For instance, the common grouse is that medical devices are being judged by the same yardstick as medicines. The recently formed Medical Technology Association of India (MTaI), which comprises the likes of Johnson & Johnson, Bausch & Lomb, Smith & Nephew, C R Bard, Terumo, Boston Scientific and Vygon, has pointed out that globally, most orthopaedic implants are granted a shelf life of 10 years, a time period supported by bio-material evidence. But the draft rules dated October 17, have included all medical devices, including orthopaedic implants, under a common five year shelf life. Is this mere oversight on the part of the Drugs Technical Advisory Board (DTAB), or have they decided to play safe?

Another instance where the MTaI says that the Indian regulator is being unreasonable is on the process of putting Unique Device Identifiers (UDIs) on medical devices. While this is being rolled out as per the classification of the device in a stage-wise manner in the US and EU, the two major markets of the world, the draft medical device rules mandate that every medical device should have a UDI from 2017 in India. The association has pointed out that it will not be feasible to do so only for products being exported to India.

A third grouse is that while the initial notifications allowed all medical devices to put the manufacturing date and physical manufacturer’s address on the label prior to distribution in India, the new draft bill now requires that these details have to be added at the time of manufacturing. This is an unprecedented change from global norms, according to the MTaI.

Previous drafts of the medical devices regulations have been branded as protectionist of local manufacturers but in this case, the Association of Indian Medical Device Industry (AIMED) has called it “an assault on the ‘Make in India’ programme as they will “legalise pseudo manufacturing, result in closure of domestic manufacturing and drive jobs out of India.”

While the Ministry of Health & Family Welfare welcomes comments on the draft, it clearly has its own mind. It might relax some rules but both industry lobbies would do well to not take the Ministry for granted.

The Health Ministry’s stance with all segments of the sector has been very tough. For example,  more medicines have been brought under price control in the past year. Therefore medical device manufacturers cannot expect a lenient line.

This stance is quite understandable. After all, the Health Ministry faces the tall task of providing quality healthcare, medicines and medical devices to every Indian citizen, on a very tight budget.

Just how tall a task it is was illustrated in a recently released report in The Lancet on the progress of 188 countries on 33 of the 47 health-related SDG indicators. India ranks a low 143, ahead of Pakistan (149th) and Bangladesh (151st). While Iceland topped the ranking, followed by Singapore and Sweden, the US came 28th, an indicator that bigger economies need not necessarily have more efficient health systems. The buzzword is efficiency, doing more with less,  measuring progress against health indicators and continuous benchmarking.

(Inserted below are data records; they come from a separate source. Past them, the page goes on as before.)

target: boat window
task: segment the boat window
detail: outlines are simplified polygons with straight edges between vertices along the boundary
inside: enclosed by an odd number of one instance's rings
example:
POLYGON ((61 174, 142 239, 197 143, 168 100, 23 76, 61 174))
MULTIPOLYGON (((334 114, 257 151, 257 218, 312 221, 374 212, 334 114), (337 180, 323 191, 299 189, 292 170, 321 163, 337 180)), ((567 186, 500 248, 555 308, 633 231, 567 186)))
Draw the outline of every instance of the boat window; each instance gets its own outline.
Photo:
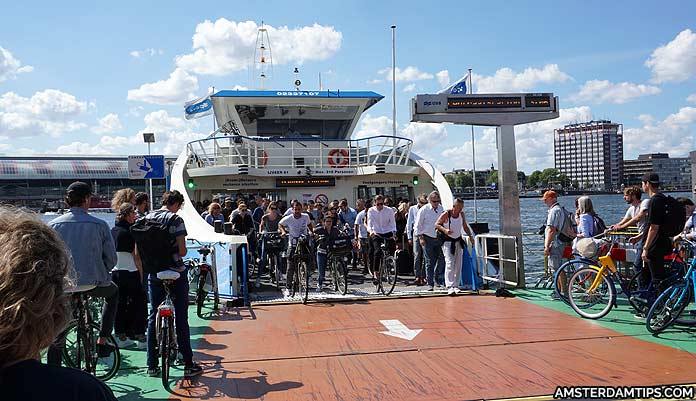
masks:
POLYGON ((236 105, 249 136, 344 139, 358 106, 335 104, 236 105))

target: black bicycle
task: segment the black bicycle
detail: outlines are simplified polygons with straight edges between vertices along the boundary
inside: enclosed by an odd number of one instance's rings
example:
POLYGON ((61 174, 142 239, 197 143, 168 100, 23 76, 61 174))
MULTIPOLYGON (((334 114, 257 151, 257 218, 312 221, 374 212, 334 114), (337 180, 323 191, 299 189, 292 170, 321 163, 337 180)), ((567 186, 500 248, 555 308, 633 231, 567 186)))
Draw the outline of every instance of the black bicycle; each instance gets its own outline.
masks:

Clearly, we in India have a long way to go but we have already taken the first step. An recent study done by researchers at IIM Ahmedabad, titled ‘Development of a Health Index of Indian States’, ranks 21 Indian states on a unique outcome:input matrix which does not just show their relative status, but also indicates which ones are performing better with lesser resources (inputs) as well as those unable to utilise resources optimally. So while Kerala ranks first on outcome variables, followed by Maharashtra, the input variables chart is topped by UP, followed by Bihar. Maharashtra, Tamil Nadu and Andhra Pradesh bag the top three positions on the outcome-input matrix. The authors plan to make this an annual exercise, and include more states next time, hoping that the government will use this matrix to identify focussed policies for further work.

As we start the countdown to the second edition of Healthcare Sabha, due in February 2017, we will  take forward our agenda. While the first edition identified India’s public health-related crises areas, our 2017 edition will focus on getting thought leaders to build a ‘Manifesto for a Healthy India’. We will use evidence-based methods to discover excellence models which will achieve equity in health for all citizens of India. Come, help us make this a reality.

Viveka Roychowdhury
Editor

[email protected]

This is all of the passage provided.